Для Фуко все они продемонстрировали, что человек не способен объяснить ни свою сексуальность, ни бессознательное, ни управляющие им системы языка, ни те мыслительные схемы, на которые он бессознательно ориентируется. Иными словами, Фуко отвергает традиционную модель, согласно которой каждое явление имеет причину своего порождения.

Точно таким же образом и постулируемая Фуко "археология знания" децентрирует человека по отношению к не признаваемым и несознаваемым закономерностям и "прерывностям" его жизни: она показывает, что человек не способен дать себе отчет в то что формирует и изменяет его дискурс, — т.е. осознанно воспринять "оперативные правила эпистемы". Как все связанные с ней во временном плане дисциплины, "археология" преследует ту же цель — "вытеснить", упразднить представление о самой возможности подобной "критической осознаваемости" как "принципе обоснования и основы всех наук о человеке" (Лейч, 294, с. 153).
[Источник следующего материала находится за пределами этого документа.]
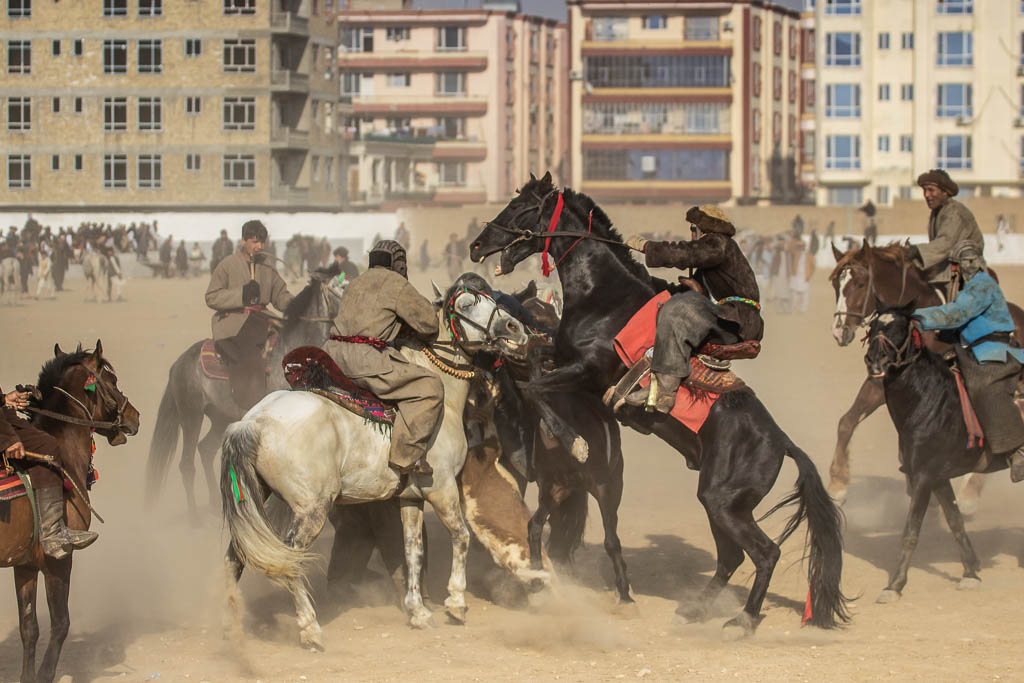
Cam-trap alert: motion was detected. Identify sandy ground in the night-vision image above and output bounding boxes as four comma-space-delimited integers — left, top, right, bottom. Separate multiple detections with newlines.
1, 261, 1022, 683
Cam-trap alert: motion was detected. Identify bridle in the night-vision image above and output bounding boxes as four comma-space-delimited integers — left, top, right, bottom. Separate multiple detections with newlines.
26, 363, 130, 432
866, 319, 923, 376
833, 259, 911, 329
441, 286, 508, 357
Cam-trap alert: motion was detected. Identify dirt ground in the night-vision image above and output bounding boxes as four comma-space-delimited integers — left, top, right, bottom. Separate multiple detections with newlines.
1, 261, 1022, 683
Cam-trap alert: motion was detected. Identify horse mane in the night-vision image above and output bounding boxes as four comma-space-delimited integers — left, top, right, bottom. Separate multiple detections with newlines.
828, 241, 912, 283
281, 262, 342, 332
34, 348, 113, 406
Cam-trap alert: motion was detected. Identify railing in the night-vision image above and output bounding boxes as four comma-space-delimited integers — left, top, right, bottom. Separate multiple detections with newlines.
271, 186, 309, 202
271, 126, 310, 146
270, 70, 310, 90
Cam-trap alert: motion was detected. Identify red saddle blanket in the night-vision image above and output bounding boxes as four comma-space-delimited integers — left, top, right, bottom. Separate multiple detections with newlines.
282, 346, 396, 426
200, 340, 229, 381
0, 470, 27, 502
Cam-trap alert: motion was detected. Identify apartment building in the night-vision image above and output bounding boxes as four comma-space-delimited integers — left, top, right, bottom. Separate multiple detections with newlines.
0, 0, 344, 210
812, 0, 1024, 205
567, 0, 803, 205
337, 2, 569, 206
Общеструктуралистская проблема "децентрации субъекта", решаемая обычно как отрицание автономности его сознания, конкретизировалась у Фуко в виде подхода к человеку (к его сознанию) как к "дискурсивной функции". В своей знаменитой статье 1969 г. (расширенной потом в 1972 г.) "Что такое автор?" (198) Фуко выступил с самой решительной критикой понятия "автора" как сознательного и суверенного творца собственного произведения "автор не является бездонным источником смыслов, которые заполняют произведения; автор не предшествует своим произведениям, он — всего лишь опреленный функциональный принцип, посредством которого в нашей культуре осуществляется процесс ограничения, исключения и выбора;

короче говоря, посредством которого мешают свободной циркуляции, свободной манипуляции, свободной композиции, декомпозиции и рекомпозиции художественного вымысла. На самом деле, если мы привыкли представлять автора как гения, как вечный источник новаторства, всегда полного новыми замыслами, то это потому, что в действительности мы заставляем его функционировать как раз противоположным образом. Можно сказать, что автор — это идеологический продукт, поскольку мы представляем его как нечто, совершенно противоположное его исторически реальной функции. (Когда исторически данная функция представлена фигурой, которая превращает ее в свою противоположность, то мы имеем дело с идеологическим порождением). Следовательно, автор — идеологическая фигура, с помощью котооой маркируется способ распространения смысла"

(368, с. 159).

Собственно, эта статья Фуко, как и вышедшая годом раньше статья Р. Барта "Смерть автора" (10), подытожившие определенный этап развития структуралистских представлений, знаменовали собой формирование уже специфически постструктуралистской концепции теоретической "смерти человека", ставшей одним из основных постулатов "новой доктрины". Если эти две статьи — в основном сугубо литературоведческий вариант постструктуралистского понимания человека, то философская проработка этой темы была к тому времени уже завершена Фуко в его "Словах и вещах" (1966), заканчивающихся знаменательным пассажем: "Взяв сравнительно короткий хронологический отрезок и узкий географический горизонт — европейскую культуру с ХVI в., можно сказать с уверенностью, что человек — это изобретение недавнее... Среди всех перемен, влиявших на знание вещей, на знание их порядка, тождеств, различий, признаков, равенств, слов, среди всех эпизодов глубинной истории Тождественного, лишь один период, который начался полтора века назад и, быть может, уже скоро закончится, явил образ человека. И это не было избавлением от давнего неспокойства, переходом от тысячелетий заботы к ослепительной ясности сознания, подступом к объективности того, что так долго было достоянием веры или философии, — это просто было следствием изменений основных установок знания… Если эти установки исчезнут так же, как они возникли, если какоенибудь событие (возможность которого мы можем лишь предвидеть, не зная пока ни его формы, ни облика) разрушит их, как разрушилась на исходе ХVII в. почва классического мышления, тогда — в этом можно поручиться — человек изгладится, как лицо, нарисованное на прибрежном песке" (61, с. 398).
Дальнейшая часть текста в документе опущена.